Mas logo minha memória foi preenchida de novo com o grito de morte do cão atropelado. Meu coração acelerou e engoli o choro. Eu não sei como passo com tanta rapidez de um estado a outro, da dor compartilhada ao pragmatismo do dia a dia. Será que sou bipolar? Acho que isto não é bipolaridade, talvez esteja longe de ser bipolaridade. Está mais para indiferença social mesmo, porque faz tempo que não me engajo com o sentimento do mundo, faz tempo que não me concedo o direito de parar para sentir. Na verdade, para ser honesta comigo mesma, eu nem quero mais sentir. Gostaria de sentir o nada, pois já me desiludi demais achando que um dia poderia sentir tudo.

Já está escurecendo. Eu ainda não comi. Meu estômago está roncando cada vez mais alto. As luzes artificiais que compõem o cenário da noite já estão começando a se tornar mais vibrantes. Passei em frente ao rio no qual aquela moça, que um dia foi nossa vizinha, se jogou. Aposto que você nem se lembra mais desta tragédia que acometeu nosso condomínio. Talvez ninguém se lembre. Senti um frio na espinha e pensei “Será que sou capaz de fazer algo assim em público? Sempre imaginei que morreria de fora para dentro e não de dentro para fora. Não sei se quero que minha morte seja um espetáculo público, mas tampouco gostaria que ela fosse uma circunstância privada.” Eis a aporia:

Morrer na exterioridade, expondo-se à comunidade para que todos saibam quem você é, nem que seja por apenas alguns dias, até que os jornais parem de noticiar a sua morte cadavérica;

Ou

Morrer na interioridade do si que engole dezenas de comprimidos no silêncio de uma casa com vedação acústica, na qual o fora não entra?

Para mim, ambas são atualmente opções intangíveis. Antes de fazer uma escolha preciso entregar teus discos, porque não aguento mais olhar para eles, toda vez que os vejo escuto as músicas barulhentas que nos uniram em nossa adolescência tardia.

*

*

“Estou quase chegando!”, repito mais uma vez. “Faltam duas quadras”, digo ofegante.

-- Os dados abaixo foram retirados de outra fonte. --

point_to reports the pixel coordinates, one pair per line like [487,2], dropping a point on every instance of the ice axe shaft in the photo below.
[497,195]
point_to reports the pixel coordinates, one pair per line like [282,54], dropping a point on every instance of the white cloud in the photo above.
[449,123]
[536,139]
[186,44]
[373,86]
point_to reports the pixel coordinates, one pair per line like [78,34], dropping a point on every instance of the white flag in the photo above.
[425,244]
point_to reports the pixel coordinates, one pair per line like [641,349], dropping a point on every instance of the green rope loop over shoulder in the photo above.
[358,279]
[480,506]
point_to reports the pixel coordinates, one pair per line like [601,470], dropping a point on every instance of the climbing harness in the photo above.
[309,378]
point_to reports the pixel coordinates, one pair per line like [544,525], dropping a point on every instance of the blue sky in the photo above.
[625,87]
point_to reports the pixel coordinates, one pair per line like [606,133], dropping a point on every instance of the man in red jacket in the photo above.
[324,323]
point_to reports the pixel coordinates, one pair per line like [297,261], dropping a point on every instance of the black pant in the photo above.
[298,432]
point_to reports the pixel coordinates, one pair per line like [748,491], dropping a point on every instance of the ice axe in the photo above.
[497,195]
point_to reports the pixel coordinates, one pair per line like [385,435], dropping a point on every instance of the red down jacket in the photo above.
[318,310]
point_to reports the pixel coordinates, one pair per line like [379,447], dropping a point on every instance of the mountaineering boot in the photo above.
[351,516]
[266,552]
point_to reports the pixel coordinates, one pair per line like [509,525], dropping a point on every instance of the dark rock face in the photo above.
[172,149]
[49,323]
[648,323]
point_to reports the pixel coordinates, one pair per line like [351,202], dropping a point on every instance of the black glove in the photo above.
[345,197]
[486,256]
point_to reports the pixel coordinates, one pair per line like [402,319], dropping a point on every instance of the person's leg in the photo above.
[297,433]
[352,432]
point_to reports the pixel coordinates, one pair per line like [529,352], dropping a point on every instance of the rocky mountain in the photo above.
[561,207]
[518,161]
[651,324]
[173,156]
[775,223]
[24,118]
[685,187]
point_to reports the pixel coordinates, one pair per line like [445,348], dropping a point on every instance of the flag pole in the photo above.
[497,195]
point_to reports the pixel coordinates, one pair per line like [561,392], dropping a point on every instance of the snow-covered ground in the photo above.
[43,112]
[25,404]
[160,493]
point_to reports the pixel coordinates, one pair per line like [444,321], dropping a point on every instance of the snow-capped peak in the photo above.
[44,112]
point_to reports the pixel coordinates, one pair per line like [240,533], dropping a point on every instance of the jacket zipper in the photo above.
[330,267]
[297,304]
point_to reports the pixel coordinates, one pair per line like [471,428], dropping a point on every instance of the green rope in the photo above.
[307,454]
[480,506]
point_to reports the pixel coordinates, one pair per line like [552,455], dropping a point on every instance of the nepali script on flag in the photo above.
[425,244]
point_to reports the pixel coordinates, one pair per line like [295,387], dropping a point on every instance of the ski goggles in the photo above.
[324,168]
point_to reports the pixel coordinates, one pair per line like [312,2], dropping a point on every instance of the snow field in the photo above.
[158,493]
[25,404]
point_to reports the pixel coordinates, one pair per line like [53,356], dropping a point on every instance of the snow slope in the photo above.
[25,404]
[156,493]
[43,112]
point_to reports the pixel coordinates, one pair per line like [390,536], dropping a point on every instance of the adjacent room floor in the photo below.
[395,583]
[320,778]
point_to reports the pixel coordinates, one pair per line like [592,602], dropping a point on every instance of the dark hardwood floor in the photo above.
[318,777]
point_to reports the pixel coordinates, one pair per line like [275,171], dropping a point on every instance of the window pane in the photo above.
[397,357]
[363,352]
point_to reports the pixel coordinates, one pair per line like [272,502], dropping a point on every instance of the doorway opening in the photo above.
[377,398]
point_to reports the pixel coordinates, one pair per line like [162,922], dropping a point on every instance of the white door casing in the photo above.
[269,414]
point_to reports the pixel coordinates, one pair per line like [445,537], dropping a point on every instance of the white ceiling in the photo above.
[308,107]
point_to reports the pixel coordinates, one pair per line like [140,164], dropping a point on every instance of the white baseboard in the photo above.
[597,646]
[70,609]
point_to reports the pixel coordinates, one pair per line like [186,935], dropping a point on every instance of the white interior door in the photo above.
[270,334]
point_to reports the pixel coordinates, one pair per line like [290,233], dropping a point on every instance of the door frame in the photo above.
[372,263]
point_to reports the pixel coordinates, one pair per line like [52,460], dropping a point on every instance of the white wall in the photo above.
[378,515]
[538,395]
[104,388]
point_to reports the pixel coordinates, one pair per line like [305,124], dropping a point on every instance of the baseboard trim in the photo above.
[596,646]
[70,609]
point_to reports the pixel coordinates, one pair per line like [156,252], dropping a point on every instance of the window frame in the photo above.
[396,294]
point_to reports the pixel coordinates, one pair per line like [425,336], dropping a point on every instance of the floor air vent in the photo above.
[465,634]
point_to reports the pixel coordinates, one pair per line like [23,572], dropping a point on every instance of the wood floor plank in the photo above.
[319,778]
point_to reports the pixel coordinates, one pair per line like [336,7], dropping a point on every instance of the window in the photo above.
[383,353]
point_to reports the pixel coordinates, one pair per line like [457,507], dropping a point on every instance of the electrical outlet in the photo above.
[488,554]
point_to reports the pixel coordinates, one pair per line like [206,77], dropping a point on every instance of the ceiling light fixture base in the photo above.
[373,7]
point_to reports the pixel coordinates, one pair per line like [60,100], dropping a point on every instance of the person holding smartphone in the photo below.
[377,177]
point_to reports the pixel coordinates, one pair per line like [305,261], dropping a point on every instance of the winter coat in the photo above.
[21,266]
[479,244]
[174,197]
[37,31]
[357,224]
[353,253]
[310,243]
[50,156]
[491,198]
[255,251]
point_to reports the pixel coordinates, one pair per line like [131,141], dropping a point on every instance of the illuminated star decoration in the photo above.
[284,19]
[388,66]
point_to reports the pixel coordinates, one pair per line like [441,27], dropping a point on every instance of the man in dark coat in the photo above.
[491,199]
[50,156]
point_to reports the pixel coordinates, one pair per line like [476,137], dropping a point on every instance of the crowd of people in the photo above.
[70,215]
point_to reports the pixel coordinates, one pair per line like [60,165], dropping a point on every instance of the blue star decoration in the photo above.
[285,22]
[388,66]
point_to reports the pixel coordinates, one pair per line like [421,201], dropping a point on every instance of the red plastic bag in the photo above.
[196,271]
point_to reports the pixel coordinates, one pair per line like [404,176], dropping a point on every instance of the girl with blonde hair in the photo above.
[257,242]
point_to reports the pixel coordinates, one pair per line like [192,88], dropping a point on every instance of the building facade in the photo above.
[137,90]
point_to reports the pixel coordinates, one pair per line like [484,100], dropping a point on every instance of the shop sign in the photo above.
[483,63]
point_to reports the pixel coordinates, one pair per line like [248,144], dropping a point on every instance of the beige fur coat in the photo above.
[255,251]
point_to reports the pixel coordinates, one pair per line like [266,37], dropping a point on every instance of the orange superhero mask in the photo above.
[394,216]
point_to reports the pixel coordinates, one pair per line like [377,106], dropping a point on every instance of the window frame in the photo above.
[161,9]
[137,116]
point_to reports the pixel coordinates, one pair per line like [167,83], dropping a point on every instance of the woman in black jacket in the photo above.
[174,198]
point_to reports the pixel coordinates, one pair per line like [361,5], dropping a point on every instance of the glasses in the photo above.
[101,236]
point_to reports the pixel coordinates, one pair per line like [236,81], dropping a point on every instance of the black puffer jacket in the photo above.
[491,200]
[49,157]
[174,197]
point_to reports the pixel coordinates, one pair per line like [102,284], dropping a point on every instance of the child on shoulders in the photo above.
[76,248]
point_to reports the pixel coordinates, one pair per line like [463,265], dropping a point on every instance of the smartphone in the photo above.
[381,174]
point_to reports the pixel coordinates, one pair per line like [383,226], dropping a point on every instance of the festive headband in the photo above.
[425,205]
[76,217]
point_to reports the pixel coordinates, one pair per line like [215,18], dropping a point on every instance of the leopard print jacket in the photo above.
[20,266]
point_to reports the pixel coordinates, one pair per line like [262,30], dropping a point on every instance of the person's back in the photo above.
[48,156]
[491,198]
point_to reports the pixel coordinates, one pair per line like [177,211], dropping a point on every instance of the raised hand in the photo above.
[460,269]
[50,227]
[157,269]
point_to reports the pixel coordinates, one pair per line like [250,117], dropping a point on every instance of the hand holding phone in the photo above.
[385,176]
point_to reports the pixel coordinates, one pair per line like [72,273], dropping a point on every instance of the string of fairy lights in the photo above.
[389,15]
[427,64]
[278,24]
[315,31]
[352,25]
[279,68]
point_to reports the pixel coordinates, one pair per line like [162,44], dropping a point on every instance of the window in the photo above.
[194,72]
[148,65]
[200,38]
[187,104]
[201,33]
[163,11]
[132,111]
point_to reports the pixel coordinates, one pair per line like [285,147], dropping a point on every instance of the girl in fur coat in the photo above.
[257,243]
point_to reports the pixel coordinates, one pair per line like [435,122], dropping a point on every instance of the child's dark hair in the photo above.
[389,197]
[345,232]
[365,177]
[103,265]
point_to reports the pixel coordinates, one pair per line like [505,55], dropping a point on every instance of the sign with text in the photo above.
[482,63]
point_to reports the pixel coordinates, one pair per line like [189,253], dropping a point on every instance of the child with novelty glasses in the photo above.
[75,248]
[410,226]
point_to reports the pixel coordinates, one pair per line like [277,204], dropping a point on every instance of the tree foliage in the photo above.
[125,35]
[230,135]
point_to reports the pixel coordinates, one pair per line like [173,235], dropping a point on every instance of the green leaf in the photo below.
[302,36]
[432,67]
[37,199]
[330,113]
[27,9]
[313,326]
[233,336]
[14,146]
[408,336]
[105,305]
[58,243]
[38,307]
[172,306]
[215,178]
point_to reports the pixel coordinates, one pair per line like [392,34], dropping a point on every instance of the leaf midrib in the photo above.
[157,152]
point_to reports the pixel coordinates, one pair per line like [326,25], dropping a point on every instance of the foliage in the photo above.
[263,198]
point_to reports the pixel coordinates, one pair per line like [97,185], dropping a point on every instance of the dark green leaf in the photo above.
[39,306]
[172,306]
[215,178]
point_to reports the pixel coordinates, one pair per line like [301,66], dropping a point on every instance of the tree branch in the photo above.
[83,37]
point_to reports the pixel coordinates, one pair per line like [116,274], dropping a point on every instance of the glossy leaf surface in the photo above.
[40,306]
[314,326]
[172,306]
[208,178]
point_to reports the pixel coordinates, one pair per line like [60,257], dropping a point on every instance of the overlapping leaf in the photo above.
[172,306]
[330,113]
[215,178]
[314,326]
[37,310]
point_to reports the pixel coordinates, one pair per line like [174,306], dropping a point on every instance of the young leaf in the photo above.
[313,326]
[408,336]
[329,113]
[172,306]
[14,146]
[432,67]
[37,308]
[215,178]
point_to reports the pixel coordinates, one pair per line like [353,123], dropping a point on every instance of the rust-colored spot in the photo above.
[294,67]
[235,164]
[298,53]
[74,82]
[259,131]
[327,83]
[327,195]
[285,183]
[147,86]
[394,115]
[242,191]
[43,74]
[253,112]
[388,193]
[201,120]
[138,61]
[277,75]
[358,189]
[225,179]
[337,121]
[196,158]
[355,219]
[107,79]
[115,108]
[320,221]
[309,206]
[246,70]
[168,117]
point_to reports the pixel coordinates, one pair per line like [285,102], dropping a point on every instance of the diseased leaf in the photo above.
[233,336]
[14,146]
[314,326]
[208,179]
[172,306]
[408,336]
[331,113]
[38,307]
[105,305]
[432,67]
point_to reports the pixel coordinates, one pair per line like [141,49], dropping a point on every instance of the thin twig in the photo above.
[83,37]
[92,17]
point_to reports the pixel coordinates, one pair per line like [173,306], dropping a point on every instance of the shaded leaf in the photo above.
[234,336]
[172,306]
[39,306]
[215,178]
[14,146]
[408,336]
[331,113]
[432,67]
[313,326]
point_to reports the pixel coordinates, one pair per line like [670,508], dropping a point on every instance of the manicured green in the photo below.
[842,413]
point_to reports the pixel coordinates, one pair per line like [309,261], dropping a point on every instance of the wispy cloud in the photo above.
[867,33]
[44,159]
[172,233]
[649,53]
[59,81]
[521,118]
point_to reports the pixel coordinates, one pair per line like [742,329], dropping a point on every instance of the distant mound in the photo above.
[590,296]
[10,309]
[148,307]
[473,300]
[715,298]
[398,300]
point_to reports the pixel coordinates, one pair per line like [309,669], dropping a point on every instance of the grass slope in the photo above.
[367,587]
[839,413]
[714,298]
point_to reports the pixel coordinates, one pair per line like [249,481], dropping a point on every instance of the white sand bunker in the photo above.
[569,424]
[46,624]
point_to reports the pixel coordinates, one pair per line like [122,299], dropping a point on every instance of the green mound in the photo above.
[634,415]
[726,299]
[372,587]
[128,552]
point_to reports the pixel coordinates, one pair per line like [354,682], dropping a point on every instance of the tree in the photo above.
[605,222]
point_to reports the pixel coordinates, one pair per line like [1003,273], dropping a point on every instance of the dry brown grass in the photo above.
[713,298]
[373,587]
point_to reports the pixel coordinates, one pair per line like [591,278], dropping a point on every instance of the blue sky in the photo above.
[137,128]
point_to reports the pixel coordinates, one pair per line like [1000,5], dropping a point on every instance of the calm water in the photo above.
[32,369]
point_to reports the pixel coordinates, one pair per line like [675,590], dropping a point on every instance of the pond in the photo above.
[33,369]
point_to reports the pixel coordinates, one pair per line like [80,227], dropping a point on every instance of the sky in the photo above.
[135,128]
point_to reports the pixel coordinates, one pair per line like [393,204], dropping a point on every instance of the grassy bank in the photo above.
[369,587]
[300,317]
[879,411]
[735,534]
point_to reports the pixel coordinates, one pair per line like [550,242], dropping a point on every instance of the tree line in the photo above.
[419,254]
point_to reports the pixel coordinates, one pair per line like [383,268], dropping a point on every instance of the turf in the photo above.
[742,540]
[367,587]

Alguém grita meu nome, olho para trás e vejo um amigo de infância que acabou se tornando teu amigo também. Ele não sabia que não estávamos mais juntos. Falei que estava tudo bem, que isso acontece, que a distância às vezes é a melhor forma de selar o amor. Falei na tentativa de consolá-lo, então tive que mobilizar todo o meu aparato filosófico sobre o amor na distância, discurso este que agora não faz sentido nenhum para mim.

Ao terminar a retórica sobre o paradoxo do amor, dei um abraço bem forte em nosso amigo e disse que precisava te encontrar para devolver teus discos: “Já estou atrasada, preciso ir.”

“Vai lá…”, ele me disse. “Se tiver afim, volta aqui depois pra gente conversar.” Acenei com a cabeça que sim, mas sei que não vou voltar porque tenho pressa de voltar para mim. Além disso, sei que daqui duas horas ele estará completamente bêbado na frente daquele mesmo bar no qual nos encontramos desde sempre.

*

*

Sinto um aperto no peito. Cheguei. Você quis me encontrar no lugar mais decadente da cidade. Permaneço parada em frente ao estabelecimento que emana uma luz verde profana, suficientemente medúsica para nós dois.

Entrei. Me misturei à luz e me perdi em meio ao som alto. Não conseguia te encontrar. Passei por todas as mesas à beira da pista de dança. Não te vi. Pensei “Será que está dançando? Não é possível…” me embrenhei na multidão que aglomerava na pista. Senti a vibração sonora percorrer meu corpo. Parecia que eu tinha engolido aquela música.

No caos da multidão, meu bolso interno se abriu e de repente seus discos caíram. Tentei recuperá-los entre as solas de sapato imundas e entre os pingos de cerveja que formam uma cola malcheirosa no chão.

Teus discos já tinham sido completamente pisoteados.

Fiquei tão constrangida e irritada com tudo isso que comecei a sentir calor. Em busca de ar, olhei para cima e lá estava você, com o corpo completamente inclinado no corrimão do segundo andar. Você me observava com seu olhar profundo, cheio de cólera e tristeza contra mim. Era como se eu estivesse sob o jugo de um deus perverso que faz com que eu me sinta culpada por não acreditar mais em sua providência.

Decido subir as escadas e te encarar de frente, na igualdade do olhar desigual, igualdade que deve ser exigida em qualquer tipo de relação conjugal. Mas, quando finalmente consigo me desvincular da multidão para te encontrar e te entregar os cacos que sobraram de teus discos, você já não está mais ali.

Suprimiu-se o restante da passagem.